Private Paris (Private 10)
But when the sculptor reached the floor of the old linen factory, Émile Sauvage opened the door that led to the war room and called out to her, “Haja, you need to see this.”
She took one more look at her work in progress, sighed, and hurried through the steel door. At twenty-five by fifteen, the room was windowless. The wall to Haja’s left was covered in whiteboards. Across the top it said, “AB-16.”
Underneath there was an appointment calendar of sorts with dates on a long horizontal axis, hours in military time stacked on the vertical axis, and cryptic notations in the boxes.
The wall opposite the door featured fifty black AK-47 7.62mm assault rifles standing upright in an improvised gun rack. Boxes of ammunition stamped “For disposal” were stack
ed below the rifles, along with empty magazines and a thick, rolled-up Oriental rug.

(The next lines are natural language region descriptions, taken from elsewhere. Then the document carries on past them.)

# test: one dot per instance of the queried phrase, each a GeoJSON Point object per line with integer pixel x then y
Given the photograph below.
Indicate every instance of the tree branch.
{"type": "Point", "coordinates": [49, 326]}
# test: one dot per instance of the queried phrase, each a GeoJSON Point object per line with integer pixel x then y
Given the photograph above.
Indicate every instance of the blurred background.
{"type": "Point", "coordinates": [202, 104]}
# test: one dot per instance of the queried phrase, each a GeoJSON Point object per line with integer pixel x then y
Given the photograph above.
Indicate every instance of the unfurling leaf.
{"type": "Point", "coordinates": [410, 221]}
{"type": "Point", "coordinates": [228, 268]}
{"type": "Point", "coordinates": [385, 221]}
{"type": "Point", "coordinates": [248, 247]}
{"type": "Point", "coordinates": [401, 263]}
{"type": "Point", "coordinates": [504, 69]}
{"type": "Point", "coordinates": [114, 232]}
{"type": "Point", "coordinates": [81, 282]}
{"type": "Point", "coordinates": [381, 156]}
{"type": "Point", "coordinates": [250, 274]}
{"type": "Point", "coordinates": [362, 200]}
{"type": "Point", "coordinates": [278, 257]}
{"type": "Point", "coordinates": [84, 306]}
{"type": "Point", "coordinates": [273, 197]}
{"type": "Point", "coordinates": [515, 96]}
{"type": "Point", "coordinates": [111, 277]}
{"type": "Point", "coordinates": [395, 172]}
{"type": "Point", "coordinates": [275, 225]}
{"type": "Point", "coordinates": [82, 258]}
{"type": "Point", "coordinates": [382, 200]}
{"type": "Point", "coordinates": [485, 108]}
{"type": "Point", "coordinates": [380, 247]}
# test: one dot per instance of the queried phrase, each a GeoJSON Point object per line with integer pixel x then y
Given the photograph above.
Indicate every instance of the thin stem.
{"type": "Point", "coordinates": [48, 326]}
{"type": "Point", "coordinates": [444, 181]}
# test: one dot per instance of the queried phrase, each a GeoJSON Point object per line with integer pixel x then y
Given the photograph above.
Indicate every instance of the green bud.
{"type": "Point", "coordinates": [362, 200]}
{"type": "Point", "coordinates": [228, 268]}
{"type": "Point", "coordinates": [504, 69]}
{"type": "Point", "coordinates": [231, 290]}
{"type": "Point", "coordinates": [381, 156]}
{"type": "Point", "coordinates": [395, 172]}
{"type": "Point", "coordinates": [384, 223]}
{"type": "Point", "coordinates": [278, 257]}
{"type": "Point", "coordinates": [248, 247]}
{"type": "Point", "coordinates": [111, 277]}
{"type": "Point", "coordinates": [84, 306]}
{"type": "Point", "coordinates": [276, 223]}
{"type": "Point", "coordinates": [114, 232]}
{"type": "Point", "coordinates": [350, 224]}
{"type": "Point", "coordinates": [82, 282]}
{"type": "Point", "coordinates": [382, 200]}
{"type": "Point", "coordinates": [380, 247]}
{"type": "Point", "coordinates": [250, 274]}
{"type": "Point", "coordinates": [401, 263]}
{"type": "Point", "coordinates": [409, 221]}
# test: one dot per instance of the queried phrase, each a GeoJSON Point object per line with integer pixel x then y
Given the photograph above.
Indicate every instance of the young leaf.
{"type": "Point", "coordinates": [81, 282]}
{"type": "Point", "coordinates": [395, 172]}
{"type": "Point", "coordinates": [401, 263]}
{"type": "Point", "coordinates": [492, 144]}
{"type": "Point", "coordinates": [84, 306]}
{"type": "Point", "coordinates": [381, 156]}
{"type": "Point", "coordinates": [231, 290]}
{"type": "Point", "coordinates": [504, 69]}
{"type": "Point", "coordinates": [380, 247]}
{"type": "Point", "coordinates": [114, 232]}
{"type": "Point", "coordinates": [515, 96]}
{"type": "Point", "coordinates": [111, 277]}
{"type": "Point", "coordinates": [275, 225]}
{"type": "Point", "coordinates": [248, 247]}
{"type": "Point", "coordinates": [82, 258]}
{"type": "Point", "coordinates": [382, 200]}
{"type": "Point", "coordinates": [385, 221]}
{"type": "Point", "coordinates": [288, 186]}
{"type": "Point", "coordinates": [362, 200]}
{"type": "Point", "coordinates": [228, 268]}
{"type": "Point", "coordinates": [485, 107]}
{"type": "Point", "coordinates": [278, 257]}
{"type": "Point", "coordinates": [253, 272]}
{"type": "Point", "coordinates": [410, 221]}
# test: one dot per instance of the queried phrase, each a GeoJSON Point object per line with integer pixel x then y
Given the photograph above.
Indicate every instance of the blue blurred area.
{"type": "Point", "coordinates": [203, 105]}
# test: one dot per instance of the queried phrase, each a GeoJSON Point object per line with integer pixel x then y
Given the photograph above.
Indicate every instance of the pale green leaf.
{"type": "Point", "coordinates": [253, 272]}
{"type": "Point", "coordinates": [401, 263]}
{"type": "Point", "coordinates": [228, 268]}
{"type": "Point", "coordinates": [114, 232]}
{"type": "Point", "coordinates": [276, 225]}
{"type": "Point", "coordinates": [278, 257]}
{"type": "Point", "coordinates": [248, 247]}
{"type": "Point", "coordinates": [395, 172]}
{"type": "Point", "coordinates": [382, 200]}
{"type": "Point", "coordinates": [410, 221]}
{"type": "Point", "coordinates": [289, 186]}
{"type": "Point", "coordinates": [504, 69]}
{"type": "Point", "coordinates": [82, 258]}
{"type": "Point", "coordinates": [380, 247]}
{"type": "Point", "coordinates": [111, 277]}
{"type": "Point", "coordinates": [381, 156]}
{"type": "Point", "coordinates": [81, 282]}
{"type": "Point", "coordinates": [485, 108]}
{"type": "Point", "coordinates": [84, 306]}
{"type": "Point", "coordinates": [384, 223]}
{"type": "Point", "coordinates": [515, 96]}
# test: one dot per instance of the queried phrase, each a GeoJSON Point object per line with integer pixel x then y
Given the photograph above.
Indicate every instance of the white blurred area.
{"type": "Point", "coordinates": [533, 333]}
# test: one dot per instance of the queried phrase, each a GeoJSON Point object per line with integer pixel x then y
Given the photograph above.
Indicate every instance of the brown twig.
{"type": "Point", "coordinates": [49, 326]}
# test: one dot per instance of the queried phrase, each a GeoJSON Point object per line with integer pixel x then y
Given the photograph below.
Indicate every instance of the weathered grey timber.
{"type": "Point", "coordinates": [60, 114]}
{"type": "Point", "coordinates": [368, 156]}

Captain Mfune sat beside the rug, oiling the action and barrel shroud of one of the rifles. Epée lay on a couch watching a television screen that showed a close-up of the AB-16 tag up on the cupola.
“There it is again!” he cried. “They keep showing it over and over!”
“I knew putting it there would do the trick,” Amé said.
“A brilliant idea, brilliantly executed,” said Mfune, returning the now gleaming rifle to its spot on the rack.
The screen cut away to show the entrance to the Red Rooster, along with an author photo of Lourdes Latrelle.
Epée said, “Your execution was brilliant too, Captain. The great minds are under fire. That’s all they’re talking about besides the tag.”
“And we got out clean,” Amé said. “The mystery of AB-16 intact.”
“Perhaps too intact,” Sauvage said. “They think this is solely about Les Académies.”
“The slow burn is critical to mass awareness,” Amé insisted. “You have to let them chew on the mystery of it, employ their imagination to suggest answers, so that when the true scenario is revealed, it comes as even more of a shock to the population.”
“A call to action,” Mfune said.
“Exactly,” Amé said, snapping her fingers. “If we make the next few moves well, AB-16 will be bigger than the Dreyfus Affair.”
The screen jumped away from coverage of Lourdes Latrelle’s murder to an interview with Pricilla Meeks, the Institut de France’s director, who was out on the bridge with the tagged cupola visible behind her.
Haja spotted two men behind Meeks. They looked familiar.
Did she know them?
The screen cut to an exterior shot of La Crim and a shaken Investigateur Hoskins, who was vowing to track down AB-16 at all costs.
“I have been authorized to bring in as many detectives as is necessary to solve these murders,” Hoskins said. “We have even brought in the world-famous Private agency to work forensics and as consultants on the case.”
That provoked silence in the room until Mfune looked at Sauvage and said, “Private has a strong reputation, Major. A first-class operation.”
Sauvage said nothing, just twisted his head as if adjusting his collar.
“Can you rewind that?” Haja asked. “Back to when Meeks was talking?”
“Sure,” Amé said, and backed the feed up.
“Stop there,” Haja said, and then stepped closer to study the men behind the institute’s director. “I know these two. I saw them outside the mosque the other day.”
“Are you sure?” Sauvage asked, engaged again.
“Positive,” she said. “I never forget a face, Émile. The older one is French, but I think the other one is American.”
“Then we have a problem,” said Epée, who’d lost color. “The old one is Louis Langlois. He used to be a top investigator with La Crim.”
“How do you know that?” Haja demanded.